Cette démarche lui aura permis d’en apprendre un bout, mais elle n’aura pas changé foncièrement les choses. Il retiendra par contre être le petit-fils de Pierre Nicolet, de Tramelan, «un grand-père brillant et apprécié, dont je suis fier».

Face à un choix
Mais au cœur de son processus de reconstruction, il y a avant tout le pardon. Car à un moment de sa vie, le Neuchâtelois s’est retrouvé face à ce choix: continuer de vivre avec son lourd passé fait de rejets, de souffrances et de blessures, ou entamer un chemin de pardon. Il a opté pour la deuxième option. «J’ai mis sur des listes tout le mal qu’on m’avait fait et celui que j’avais commis, puis j’ai décidé de passer à autre chose.»

Il imaginait que ça prendrait quelques jours. Ça a duré plusieurs mois. «Ça a été intense, avec des moments de colère et de haine. Mais j’ai choisi de me détacher de ce boulet et de tout remettre à Dieu. Mon père a tué ma mère, ce n’est ni juste ni excusable. Mais je lui pardonne.»

Valéry Gonin sera l’orateur, ce dimanche, de la Soirée de louange, à la Salle des fêtes de Reconvilier (19h30). Il viendra avec son livre, «Des racines dans le ciel; pardonner et se reconstruire après un drame familial» (éditions Favre).

 

Du bûcheronnage au pastorat
Né aux Ponts-de-Martel, il y a 38 ans, Valéry Gonin est aujourd’hui marié, père de trois enfants et domicilié à Môtiers. Forestier-bûcheron de formation, il a bossé dans les forêts neuchâteloises pendant dix ans, puis comme contremaître à l’Etat de Neuchâtel. Mais depuis 2010 et après avoir suivi une formation biblique et théologique d’orientation pentecôtiste à Orvin (Ibeto, aujourd’hui devenu Startup Ministries), il est pasteur à temps partiel dans une église évangélique, à Fleurier. Un poste qu’il quittera à fin août. Il s’investira dès lors dans des services – ou ministères, dans le langage évangélique – liés à la famille et à la guérison.

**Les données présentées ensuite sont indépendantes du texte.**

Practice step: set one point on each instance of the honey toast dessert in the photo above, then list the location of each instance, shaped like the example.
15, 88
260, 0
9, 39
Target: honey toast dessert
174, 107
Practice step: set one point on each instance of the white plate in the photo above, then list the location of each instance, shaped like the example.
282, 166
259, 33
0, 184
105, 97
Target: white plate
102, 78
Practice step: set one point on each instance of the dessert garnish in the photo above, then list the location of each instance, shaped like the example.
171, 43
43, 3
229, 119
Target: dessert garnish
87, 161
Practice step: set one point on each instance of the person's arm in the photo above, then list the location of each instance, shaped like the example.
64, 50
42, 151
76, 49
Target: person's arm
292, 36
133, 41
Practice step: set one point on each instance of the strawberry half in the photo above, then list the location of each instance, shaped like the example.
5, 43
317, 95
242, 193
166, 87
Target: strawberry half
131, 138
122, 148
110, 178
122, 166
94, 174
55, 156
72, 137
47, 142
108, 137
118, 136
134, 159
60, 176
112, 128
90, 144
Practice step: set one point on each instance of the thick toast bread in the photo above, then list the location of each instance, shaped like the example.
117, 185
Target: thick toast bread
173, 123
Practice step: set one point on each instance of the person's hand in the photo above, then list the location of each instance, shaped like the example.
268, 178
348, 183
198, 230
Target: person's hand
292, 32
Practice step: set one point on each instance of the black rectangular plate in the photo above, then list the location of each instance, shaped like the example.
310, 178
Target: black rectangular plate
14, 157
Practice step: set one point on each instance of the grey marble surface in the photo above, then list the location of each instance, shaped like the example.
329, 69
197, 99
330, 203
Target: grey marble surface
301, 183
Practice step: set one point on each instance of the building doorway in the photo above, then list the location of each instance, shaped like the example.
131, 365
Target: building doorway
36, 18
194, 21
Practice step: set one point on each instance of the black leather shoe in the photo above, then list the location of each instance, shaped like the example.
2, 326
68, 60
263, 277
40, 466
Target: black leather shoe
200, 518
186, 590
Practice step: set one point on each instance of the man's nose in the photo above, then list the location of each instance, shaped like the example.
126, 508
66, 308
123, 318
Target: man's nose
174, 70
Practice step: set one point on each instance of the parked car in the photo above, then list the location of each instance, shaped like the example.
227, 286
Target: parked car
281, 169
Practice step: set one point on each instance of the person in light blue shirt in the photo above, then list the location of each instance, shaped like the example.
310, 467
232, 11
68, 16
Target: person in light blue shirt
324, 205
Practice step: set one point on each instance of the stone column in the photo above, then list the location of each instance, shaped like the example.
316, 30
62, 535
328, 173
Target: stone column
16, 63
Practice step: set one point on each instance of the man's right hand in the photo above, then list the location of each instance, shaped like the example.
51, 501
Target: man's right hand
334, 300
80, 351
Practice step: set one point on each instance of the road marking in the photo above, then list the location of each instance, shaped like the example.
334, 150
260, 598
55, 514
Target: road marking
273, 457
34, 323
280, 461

N’y a-t-il pas un gouffre entre le bûcheronnage et le pastorat? Aucunement, selon Valéry Gonin. «Mes aspirations se sont exprimées dans des voies différentes, mais elles restent les mêmes.» Et d’expliquer qu’il œuvre pour la forêt future: «Le résultat du travail d’un bûcheron n’est pas toujours visible dans l’immédiat. C’est identique dans le pastorat.»